Monday, May. 02, 1938
Prose v. Jargon
Edgar Zodiag Friedenberg, 17, is the youngest person ever to appear on a convention program of the American Chemical Society. He is also the brashest. A precocious, articulate young man with an active mind and critical spirit, son of a retired Louisiana merchant, Edgar will graduate this June, loaded with honors, from Centenary College (Shreveport, La.), expects to start graduate study next fall at Stanford. In his 17 years Edgar Friedenberg has been much annoyed by scientific jargon. Last week he addressed the conference on chemical education during the society's spring meeting at Dallas. Far from displaying stage fright or obsequiousness, Critic Friedenberg took these elder bulls of science sternly by the horns, warned them that they had better mend their talk.

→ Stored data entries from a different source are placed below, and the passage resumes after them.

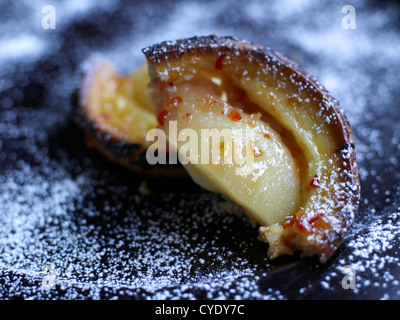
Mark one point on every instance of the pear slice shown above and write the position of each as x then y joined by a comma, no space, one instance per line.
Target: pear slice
322,199
234,153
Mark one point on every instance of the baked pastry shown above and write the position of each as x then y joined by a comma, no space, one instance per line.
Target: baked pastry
116,113
302,187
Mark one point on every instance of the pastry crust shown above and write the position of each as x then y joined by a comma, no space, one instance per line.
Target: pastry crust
301,105
112,132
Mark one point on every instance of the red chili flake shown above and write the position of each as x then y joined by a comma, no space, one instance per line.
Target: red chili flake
175,101
256,151
218,62
162,116
104,117
234,115
315,182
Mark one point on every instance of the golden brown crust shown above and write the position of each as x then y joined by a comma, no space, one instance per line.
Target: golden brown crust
329,207
114,142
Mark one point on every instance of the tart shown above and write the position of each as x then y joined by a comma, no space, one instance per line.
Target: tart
116,113
301,183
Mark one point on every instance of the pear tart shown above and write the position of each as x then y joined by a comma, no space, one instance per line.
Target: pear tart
116,113
301,186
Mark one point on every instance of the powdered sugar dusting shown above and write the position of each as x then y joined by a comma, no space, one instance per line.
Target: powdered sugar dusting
72,218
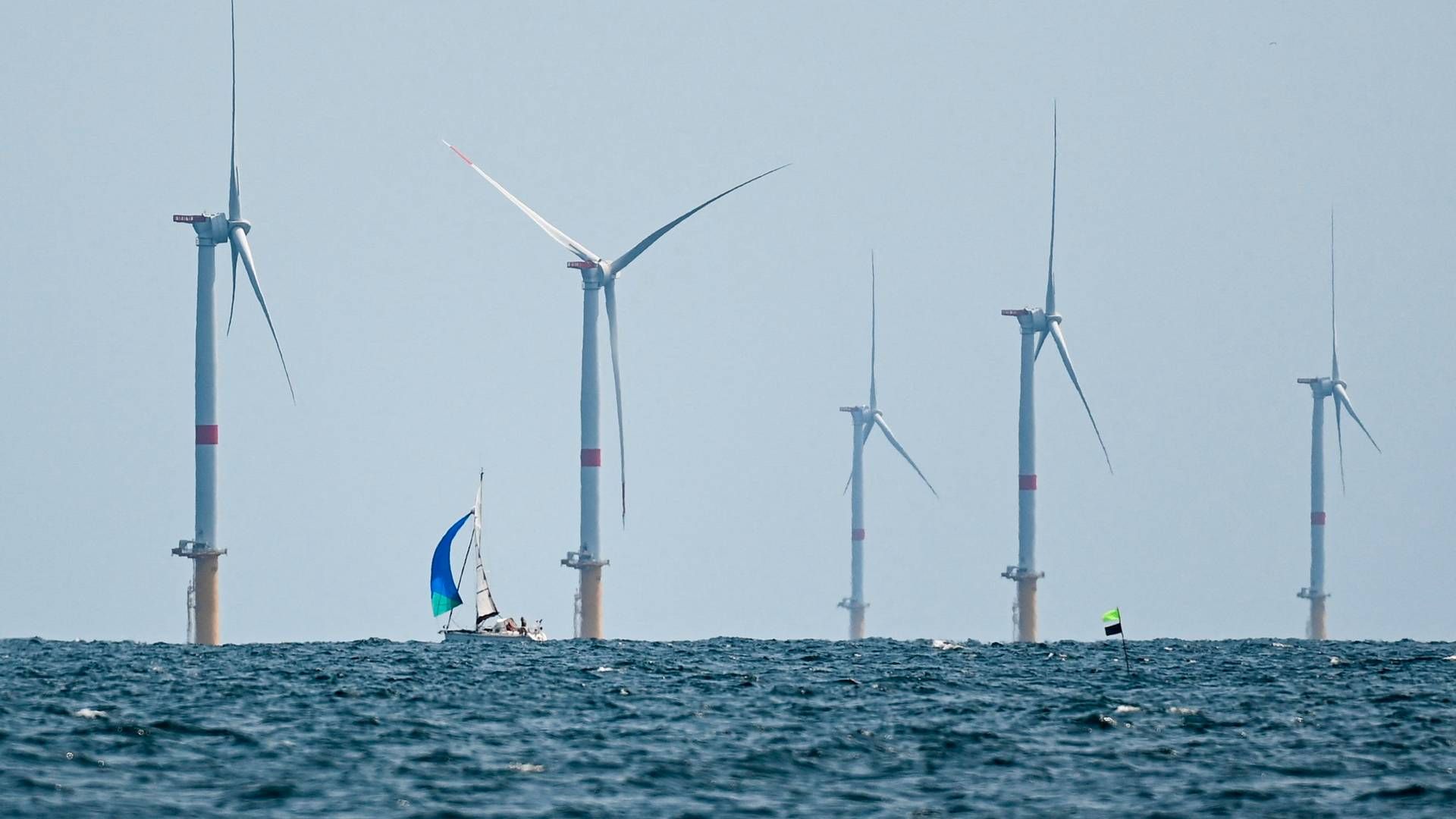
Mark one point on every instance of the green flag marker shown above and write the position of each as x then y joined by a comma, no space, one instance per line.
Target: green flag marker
1112,623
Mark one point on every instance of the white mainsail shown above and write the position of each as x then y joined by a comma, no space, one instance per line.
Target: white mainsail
484,604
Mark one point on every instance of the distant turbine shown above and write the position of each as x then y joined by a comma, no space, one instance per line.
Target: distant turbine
213,229
865,420
596,275
1326,388
1036,321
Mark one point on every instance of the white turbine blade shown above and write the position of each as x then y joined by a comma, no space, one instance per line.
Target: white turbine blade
235,207
1340,439
620,262
864,436
1052,246
617,388
873,331
1066,359
240,243
551,229
884,428
1052,283
1334,346
232,300
1341,397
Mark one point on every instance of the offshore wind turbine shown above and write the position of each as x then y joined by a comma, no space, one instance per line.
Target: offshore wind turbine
598,275
865,420
212,229
1037,322
1324,388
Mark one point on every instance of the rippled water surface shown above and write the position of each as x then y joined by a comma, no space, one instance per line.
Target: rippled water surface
727,727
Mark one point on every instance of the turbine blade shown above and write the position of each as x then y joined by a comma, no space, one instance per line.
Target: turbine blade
617,390
884,428
240,242
620,262
873,330
232,302
1345,398
1334,346
864,436
1340,438
551,229
234,209
1052,246
1066,359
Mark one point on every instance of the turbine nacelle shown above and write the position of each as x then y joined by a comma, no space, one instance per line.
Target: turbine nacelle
210,226
1033,319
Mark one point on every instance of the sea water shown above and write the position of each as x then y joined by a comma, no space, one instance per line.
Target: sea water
727,727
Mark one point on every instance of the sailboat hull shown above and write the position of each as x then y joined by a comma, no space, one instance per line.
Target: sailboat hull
460,635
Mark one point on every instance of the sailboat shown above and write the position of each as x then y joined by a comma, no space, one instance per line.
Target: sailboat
444,588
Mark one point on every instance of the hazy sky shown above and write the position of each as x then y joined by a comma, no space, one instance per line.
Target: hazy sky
433,328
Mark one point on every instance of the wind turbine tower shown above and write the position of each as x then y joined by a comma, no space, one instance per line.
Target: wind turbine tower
1037,322
598,276
865,420
1324,388
213,229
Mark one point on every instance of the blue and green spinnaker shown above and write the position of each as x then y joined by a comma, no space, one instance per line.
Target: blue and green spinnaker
444,595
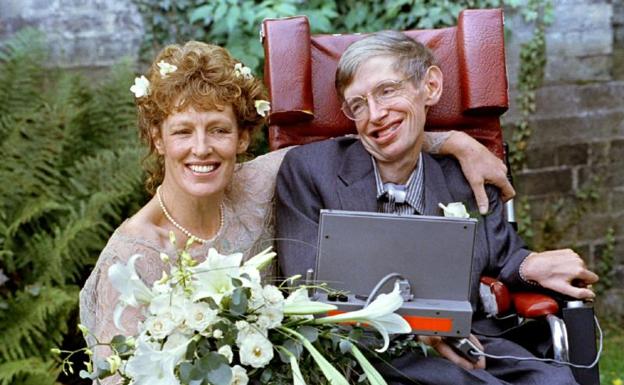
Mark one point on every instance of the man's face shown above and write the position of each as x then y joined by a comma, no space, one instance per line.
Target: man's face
391,131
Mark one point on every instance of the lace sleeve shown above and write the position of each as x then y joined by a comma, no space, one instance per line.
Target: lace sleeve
98,297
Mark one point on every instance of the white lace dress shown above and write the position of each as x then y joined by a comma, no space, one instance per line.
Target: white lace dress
247,228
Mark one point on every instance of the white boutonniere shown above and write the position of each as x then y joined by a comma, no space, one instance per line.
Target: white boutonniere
241,70
166,68
454,210
140,87
262,107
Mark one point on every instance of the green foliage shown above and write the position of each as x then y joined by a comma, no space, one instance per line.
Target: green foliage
70,173
605,263
235,24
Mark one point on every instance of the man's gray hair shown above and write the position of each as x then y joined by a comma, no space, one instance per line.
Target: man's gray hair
411,57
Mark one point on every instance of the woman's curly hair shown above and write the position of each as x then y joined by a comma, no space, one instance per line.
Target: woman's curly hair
205,80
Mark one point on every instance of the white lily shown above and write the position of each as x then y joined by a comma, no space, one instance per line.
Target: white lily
241,70
379,314
213,277
298,303
372,375
150,365
262,107
132,290
165,68
454,210
329,371
140,87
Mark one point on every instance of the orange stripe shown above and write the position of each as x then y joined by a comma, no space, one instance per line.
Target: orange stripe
433,324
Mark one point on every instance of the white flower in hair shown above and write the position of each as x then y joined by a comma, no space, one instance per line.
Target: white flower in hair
241,70
166,68
262,107
140,87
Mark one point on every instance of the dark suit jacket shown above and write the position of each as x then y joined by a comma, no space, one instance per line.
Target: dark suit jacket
338,174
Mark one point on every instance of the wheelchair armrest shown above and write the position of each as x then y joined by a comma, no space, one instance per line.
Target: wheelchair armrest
534,305
497,300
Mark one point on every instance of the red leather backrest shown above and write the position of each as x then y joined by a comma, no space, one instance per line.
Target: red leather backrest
300,68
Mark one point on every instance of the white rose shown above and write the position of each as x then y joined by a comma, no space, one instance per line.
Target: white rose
256,351
270,317
226,351
159,327
199,315
454,210
239,376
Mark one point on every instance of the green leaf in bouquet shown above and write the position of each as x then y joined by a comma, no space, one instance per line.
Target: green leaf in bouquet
293,346
189,373
215,369
238,301
309,332
345,346
211,302
119,343
266,376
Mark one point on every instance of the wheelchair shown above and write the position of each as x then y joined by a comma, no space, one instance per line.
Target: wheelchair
299,73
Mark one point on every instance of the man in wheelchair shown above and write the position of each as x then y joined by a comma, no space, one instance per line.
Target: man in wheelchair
387,83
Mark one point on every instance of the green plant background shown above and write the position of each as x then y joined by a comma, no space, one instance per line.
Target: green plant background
72,158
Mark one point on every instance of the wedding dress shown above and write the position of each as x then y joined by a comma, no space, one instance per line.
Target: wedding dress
247,228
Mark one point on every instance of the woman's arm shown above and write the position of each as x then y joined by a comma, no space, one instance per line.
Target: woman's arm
478,164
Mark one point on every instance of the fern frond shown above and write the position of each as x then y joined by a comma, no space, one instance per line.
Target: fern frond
28,371
21,72
36,322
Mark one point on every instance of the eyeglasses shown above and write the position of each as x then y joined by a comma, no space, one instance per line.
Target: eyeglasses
384,94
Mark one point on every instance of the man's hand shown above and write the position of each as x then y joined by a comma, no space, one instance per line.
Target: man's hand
447,352
560,270
480,167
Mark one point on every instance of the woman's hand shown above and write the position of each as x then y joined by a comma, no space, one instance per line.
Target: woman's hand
563,271
447,351
479,165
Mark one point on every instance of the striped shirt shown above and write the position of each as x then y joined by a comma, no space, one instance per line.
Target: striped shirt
414,188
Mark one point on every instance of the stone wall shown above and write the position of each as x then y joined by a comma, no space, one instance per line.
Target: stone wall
578,129
577,144
80,33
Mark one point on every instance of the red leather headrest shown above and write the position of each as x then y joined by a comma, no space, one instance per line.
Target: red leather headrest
300,70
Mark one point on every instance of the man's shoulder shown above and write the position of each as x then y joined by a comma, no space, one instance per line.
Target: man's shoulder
321,152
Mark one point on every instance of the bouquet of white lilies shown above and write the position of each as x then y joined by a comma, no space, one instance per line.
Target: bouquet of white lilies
215,323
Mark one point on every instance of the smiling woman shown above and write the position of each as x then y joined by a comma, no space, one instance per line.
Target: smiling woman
197,110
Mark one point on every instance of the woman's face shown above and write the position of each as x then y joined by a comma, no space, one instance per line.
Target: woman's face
200,148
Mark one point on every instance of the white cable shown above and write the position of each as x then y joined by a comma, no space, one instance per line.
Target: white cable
379,285
477,352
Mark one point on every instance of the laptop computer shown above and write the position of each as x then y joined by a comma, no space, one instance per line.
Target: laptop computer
434,255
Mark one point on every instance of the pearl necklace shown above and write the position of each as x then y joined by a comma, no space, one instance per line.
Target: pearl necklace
185,231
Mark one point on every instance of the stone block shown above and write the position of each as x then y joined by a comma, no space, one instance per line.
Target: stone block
544,182
586,127
541,157
581,16
608,176
572,155
617,200
599,153
616,151
561,69
595,226
579,43
611,306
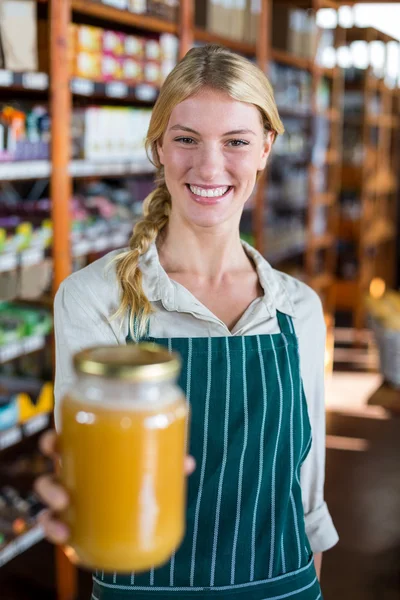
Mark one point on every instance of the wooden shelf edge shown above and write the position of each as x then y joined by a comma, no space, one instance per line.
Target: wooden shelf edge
123,17
321,281
321,241
201,35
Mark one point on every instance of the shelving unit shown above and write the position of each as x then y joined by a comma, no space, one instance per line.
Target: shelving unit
316,262
314,253
367,228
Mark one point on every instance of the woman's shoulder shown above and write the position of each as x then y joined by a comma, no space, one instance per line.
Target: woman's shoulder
96,281
305,301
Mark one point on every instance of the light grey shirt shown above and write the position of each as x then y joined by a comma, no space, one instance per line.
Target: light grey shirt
87,299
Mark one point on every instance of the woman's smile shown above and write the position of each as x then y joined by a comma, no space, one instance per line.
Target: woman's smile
207,194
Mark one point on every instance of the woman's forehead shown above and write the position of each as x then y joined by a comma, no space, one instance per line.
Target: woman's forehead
214,108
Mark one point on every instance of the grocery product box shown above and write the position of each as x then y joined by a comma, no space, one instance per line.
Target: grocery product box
88,39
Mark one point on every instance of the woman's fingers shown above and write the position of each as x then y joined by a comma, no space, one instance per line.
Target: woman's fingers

Young Mr. Friedenberg advised U. S. scientists to try to write prose instead of jargon, to be literate instead of literal. "The newspapers," said he, "are doing an excellent job in informing the public of the latest scientific happenings. My quarrel is with the scientists themselves. With the present status of scientific literature as a background, a well-written article would stand out in any standard periodical like the single light of a one-eyed car. Good writing can never take the place of good research, but the scholar who has something to say and says it well will command attention. Scientists are still humans, and they cannot experience an emotional thrill over an article entitled, 'A Short Dissertation on the Effects of Alcoholic Tincture of Rotenone in the Control of Thrips on Six-weeks Old Spinach Plants in Richmond and Queens Boroughs,' especially if the article concludes that the tincture has no material effect on the thrips. Mr. Friedenberg suggested that university courses in scientific journalism would work on the side of prose v. jargon.